Войдя в камеру, она даже зажмуривается от смрада: камера забита народом под завязку, матрасы лежат и под столами, и под шконками, и на полу. Вонь.
— А, Артистка! — улыбается Зинка у окна. Она уже здесь, ее суд тоже состоялся на днях. Зинка сдавленным шепотом шипит в сторону:
— Ой, не урони, осторожно!
Она нетерпеливо раскрывает кисет. В нем — присланные с мужского этажа сигареты, бутерброды и, конечно, записка!
Зинка читает письмецо и улыбается, ее лицо приятно розовеет.
— Ой, какой он! — Она бережно прячет листок на груди. — Нежный, умный… Вот бы встретиться с ним, хоть на часок, хоть на минуточку. — Она вздыхает и тут же предлагает Кате добрым, размягченным голосом:
— Сейчас мы о тебе, Артистка, нашим парням наверх сообщим. Может, и ты кого себе найдешь?
Она что-то пишет на листочке, от старательности высунув язык, потом незаметно целует его, прикрываясь плечом, сворачивает вчетверо и отправляет в кисете через окно наверх. Через некоторое время ответный сигнал от мужчин:
«Поехали!» — и девушка возле окна тянет веревочку обратно. Переписка длится всю ночь.
Под утро и у Кати образовался галантный кавалер. Зинка, мелко хихикая, передала ей записку от некого Михаила. Неизвестный корреспондент писал, что ему двадцать пять лет, он осужден по 206-й статье (хулиганство), что мужчина он положительный и постоянный и желал бы поближе познакомиться с Катей. «Говорят, что Вы артистка, — писал он. — Я тоже в свое время играл в самодеятельности, люблю театр. Мое тело вянет и тоскует, запертое в тюремных стенах, а душа вольная, как птица, и летит к Вам, Екатерина, на крыльях любви…»

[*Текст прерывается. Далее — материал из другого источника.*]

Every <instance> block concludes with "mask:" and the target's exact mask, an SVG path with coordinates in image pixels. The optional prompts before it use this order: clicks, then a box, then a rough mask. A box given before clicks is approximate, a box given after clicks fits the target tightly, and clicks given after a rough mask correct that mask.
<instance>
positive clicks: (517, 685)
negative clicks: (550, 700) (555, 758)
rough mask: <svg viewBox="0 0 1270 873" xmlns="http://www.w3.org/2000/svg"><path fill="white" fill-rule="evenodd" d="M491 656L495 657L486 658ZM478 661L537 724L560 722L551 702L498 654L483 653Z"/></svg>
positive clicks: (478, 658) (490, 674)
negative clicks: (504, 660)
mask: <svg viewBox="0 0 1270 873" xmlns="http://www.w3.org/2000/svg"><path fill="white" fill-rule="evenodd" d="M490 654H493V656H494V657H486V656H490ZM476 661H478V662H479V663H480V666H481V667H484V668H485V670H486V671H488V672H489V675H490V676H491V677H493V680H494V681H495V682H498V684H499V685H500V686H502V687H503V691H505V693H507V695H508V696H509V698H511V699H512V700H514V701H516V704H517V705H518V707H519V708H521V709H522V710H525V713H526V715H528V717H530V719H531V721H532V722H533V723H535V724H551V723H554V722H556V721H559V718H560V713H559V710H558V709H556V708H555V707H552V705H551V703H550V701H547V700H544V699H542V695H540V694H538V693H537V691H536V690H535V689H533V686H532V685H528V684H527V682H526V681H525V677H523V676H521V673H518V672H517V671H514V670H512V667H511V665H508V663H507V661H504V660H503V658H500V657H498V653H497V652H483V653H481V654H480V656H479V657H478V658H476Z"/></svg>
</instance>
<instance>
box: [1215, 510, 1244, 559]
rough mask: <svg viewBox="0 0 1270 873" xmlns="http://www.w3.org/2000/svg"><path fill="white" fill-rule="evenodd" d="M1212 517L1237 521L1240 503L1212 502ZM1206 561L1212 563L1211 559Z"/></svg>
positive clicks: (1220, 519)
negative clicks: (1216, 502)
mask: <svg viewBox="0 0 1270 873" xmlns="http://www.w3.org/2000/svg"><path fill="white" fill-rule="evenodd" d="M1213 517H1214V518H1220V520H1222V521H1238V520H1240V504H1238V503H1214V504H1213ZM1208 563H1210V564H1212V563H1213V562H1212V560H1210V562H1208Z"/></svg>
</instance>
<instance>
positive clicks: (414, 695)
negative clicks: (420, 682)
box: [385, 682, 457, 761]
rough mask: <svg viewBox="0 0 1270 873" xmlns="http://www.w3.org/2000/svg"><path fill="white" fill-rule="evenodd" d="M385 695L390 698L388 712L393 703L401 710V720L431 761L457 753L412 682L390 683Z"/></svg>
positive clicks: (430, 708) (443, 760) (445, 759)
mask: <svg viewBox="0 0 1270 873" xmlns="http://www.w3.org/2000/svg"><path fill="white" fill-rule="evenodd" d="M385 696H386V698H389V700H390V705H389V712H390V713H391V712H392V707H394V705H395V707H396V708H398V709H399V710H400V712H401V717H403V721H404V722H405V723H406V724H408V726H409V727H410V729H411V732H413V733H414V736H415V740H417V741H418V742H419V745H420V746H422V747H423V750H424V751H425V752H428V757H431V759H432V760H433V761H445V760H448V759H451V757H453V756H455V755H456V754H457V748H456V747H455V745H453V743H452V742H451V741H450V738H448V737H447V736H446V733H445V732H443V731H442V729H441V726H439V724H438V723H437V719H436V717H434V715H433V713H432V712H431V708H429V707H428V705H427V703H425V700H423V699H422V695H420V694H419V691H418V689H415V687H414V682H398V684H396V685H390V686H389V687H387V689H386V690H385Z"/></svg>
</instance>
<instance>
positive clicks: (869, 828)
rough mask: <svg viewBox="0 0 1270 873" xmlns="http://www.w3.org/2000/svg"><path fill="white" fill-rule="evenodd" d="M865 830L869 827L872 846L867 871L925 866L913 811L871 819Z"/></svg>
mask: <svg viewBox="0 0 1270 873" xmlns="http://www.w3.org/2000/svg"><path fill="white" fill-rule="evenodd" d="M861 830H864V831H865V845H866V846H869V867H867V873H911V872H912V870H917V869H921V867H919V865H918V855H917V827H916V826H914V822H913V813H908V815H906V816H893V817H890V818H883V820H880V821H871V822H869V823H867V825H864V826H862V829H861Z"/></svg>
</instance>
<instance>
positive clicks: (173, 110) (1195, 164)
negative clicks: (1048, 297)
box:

Переписка в пересылке начиналась в десять часов вечера. К этому времени женщины приводили себя в порядок, будто собирались на свидание: красились, подкручивали волосы, одевались в самое лучшее.
Катя сначала не очень охотно отвечала на письма невидимого Михаила, но потом оживилась и вскоре втянулась в переписку.
«Меня никто никогда не любил, — писала она, — и я никого не любила, кроме одного человека, но он умер… А мне так хочется любви, сказки, праздника! Мне так хочется идти с любимым под руку и светиться счастьем, оттого, что мы вместе. Но где найти его, любимого?»
Неизвестный Михаил уверял ее, что лучшего кандидата в любимые, чем он, ей вовек не сыскать: «Мы с вами еще так молоды, Катя, у нас впереди вся жизнь, нужно надеяться. Любимого найти нелегко, это даже не иголка в стоге сена. Вот отбудем срок, Вы — свой, я — свой, встретимся и поедем отпраздновать наше освобождение в Сочи. Вечером мы пойдем в ресторан. Вы оденете красивое длинное платье — я обязательно куплю Вам такое, а я надену костюм с отливом, есть у меня такой, будем пить шампанское, смеяться и хохотать. А потом мы останемся вдвоем, и я обниму Вас так крепко, чтобы Ваше сердце громко затепалось в грудях…»
— Ой, как красиво! — завистливо вздохнула Зинка, прочитав записку. — А мой кавалер так не умеет. У него только одно на уме… Да еще картинки неприличные рисует. Повезло тебе, Артистка!
"Я видел тебя, когда везли на суд. Ты мне тогда очень понравилась.
Знаешь, ты такая красивая, точно закатное солнышко, теплое, ласковое и грустное. Твои глаза печальны. Но я поцелую их — и ты засмеешься. Я услышу твой серебряный смех и стану счастлив…"
Катя чуть не плакала над письмом Михаила. Ей внезапно подумалось: а вдруг? Вдруг они встретятся и действительно окажется, что они созданы друг для друга? Вдруг он — именно тот человек, которого ищешь всю жизнь? Сроки им присуждены небольшие. Они встретятся, оба — из числа отверженных, оба — много пережившие, и начнут новую жизнь. И непременно будут счастливы!